I am trying to output unicode text to an RTF file from a python script. For background, Wikipedia says
To output Unicode, the control word \ u is used, followed by a 16-bit signed decimal integer indicating the UTF-16 Unicode code number. For programs without Unicode support, this should be accompanied by the closest representation of this character on the specified code page. For example, \ u1576? give an Arabic letter to bā 'ب, indicating that older programs that do not support Unicode should do so as a question mark.
There is also this question when outputting RTF from Java, and this one is in C # .
However, I cannot figure out how to output the Unicode code code as "16-bit decimal integer with Unicode UTF-16 sign" from Python. I tried this:
for char in unicode_string: print '\\' + 'u' + ord(char) + '?',
but the output only appears as gibberish when opened in a word processor; the problem is that it is not a UTF-16 code number. But not sure how to get it; although it can be encoded in utf-16, how to get the code?

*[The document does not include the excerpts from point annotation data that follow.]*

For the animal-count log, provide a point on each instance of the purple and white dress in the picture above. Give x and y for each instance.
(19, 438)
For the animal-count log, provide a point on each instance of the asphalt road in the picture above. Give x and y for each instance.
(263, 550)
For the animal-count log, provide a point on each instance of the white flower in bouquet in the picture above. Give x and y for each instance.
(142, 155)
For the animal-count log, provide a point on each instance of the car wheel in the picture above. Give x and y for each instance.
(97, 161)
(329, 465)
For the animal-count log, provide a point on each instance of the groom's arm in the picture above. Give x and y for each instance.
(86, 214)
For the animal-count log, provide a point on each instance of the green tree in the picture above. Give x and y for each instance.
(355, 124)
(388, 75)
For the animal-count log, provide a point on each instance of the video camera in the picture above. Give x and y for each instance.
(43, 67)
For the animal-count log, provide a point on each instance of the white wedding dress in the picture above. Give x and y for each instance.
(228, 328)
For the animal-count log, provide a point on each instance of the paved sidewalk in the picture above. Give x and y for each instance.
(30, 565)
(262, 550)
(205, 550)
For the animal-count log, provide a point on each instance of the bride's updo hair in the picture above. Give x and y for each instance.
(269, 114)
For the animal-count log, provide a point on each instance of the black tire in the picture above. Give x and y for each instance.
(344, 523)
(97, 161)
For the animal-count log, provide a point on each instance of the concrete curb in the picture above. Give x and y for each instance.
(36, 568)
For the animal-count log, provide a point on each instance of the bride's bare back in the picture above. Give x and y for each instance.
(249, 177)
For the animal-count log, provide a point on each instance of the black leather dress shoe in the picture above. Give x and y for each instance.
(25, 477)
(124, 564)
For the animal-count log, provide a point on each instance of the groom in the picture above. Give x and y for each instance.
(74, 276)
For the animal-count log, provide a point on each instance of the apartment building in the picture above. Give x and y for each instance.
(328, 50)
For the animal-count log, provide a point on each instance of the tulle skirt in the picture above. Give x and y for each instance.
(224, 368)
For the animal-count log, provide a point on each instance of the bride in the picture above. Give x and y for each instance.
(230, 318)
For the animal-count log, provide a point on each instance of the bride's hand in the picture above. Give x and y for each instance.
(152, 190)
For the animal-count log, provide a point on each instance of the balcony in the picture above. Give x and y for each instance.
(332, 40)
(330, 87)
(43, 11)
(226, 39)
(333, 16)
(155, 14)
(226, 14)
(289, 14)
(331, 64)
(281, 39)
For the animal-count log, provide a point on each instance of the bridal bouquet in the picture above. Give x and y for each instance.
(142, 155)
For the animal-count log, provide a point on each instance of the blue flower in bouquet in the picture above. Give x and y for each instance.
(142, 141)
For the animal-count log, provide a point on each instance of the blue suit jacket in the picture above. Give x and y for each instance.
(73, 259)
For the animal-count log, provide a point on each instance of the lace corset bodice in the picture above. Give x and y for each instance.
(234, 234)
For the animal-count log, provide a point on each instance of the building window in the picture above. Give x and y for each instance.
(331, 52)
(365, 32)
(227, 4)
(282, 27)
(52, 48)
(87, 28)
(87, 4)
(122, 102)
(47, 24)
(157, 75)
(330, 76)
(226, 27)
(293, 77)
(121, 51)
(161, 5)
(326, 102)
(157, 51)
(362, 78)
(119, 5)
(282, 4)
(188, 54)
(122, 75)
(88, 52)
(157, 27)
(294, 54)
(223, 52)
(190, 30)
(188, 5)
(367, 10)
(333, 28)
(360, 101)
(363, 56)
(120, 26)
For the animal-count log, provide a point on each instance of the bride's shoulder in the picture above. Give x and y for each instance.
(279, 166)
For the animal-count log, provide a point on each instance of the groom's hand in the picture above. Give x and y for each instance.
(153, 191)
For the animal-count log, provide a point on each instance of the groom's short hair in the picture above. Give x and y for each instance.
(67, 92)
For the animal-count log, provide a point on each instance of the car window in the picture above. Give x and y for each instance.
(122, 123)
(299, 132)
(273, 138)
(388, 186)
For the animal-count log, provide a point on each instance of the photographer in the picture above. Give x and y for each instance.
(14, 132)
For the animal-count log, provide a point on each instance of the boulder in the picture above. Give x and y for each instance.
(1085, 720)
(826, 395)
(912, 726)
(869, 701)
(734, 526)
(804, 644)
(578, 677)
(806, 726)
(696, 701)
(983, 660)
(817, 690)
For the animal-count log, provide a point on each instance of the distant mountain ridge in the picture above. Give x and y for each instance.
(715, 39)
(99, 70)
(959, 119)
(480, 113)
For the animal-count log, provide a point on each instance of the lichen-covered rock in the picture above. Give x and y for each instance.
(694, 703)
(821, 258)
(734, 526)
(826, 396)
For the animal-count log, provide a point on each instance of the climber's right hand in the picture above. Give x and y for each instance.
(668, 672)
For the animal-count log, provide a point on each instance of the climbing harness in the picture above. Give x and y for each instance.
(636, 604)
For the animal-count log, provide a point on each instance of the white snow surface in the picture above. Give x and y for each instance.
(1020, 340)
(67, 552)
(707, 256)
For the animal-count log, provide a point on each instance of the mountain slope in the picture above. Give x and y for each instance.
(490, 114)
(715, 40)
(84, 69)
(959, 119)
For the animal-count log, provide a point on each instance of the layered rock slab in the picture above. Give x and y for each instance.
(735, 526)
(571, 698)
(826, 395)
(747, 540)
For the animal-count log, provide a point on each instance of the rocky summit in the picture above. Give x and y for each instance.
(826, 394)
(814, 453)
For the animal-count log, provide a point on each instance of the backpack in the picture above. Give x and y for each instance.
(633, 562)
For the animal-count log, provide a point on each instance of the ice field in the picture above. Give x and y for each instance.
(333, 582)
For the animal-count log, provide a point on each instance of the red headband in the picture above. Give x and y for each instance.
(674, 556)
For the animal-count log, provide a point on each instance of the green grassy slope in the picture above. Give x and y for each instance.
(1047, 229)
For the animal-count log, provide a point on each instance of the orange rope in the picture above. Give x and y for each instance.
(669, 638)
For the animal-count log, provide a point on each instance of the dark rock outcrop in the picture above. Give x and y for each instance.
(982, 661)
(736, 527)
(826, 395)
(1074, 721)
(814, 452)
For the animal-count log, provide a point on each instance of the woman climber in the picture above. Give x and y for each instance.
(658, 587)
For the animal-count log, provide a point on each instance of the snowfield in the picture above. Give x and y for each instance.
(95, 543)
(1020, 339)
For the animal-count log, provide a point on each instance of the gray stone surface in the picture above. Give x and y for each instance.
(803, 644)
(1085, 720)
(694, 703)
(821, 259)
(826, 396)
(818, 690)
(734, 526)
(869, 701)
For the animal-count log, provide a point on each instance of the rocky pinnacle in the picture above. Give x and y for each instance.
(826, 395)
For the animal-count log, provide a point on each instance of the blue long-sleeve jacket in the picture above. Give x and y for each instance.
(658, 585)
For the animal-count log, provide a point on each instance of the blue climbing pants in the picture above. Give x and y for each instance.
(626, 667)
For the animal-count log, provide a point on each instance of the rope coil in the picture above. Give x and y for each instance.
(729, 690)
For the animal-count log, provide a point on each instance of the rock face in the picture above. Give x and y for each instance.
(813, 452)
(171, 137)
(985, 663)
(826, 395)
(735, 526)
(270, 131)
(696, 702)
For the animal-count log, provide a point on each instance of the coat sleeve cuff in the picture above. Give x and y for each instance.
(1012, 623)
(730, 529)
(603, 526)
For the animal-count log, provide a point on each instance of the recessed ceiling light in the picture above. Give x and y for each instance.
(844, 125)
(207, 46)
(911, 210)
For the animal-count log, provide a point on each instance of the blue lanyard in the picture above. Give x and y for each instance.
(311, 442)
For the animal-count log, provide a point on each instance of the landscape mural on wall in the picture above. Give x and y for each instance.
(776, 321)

By the way, PyRTF does not support unicode (it is listed as "todo"), and while pyrtf-NG should do this, this project does not seem to be supported and has a little documentation, so I am afraid to use it in a quasi-production system.
Edit: My mistake. There are two errors in the above code: as indicated by Wobble below, the string should be a unicode string, not already encoded, and the above code creates a result with spaces between characters. The correct code is:
convertstring="" for char in unicode(<my_encoded_string>,'utf-8'): convertstring = convertstring + '\\' + 'u' + str(ord(char)) + '?'
This works great, at least with OpenOffice. I leave this here as a link for others (one error is further corrected after discussion below).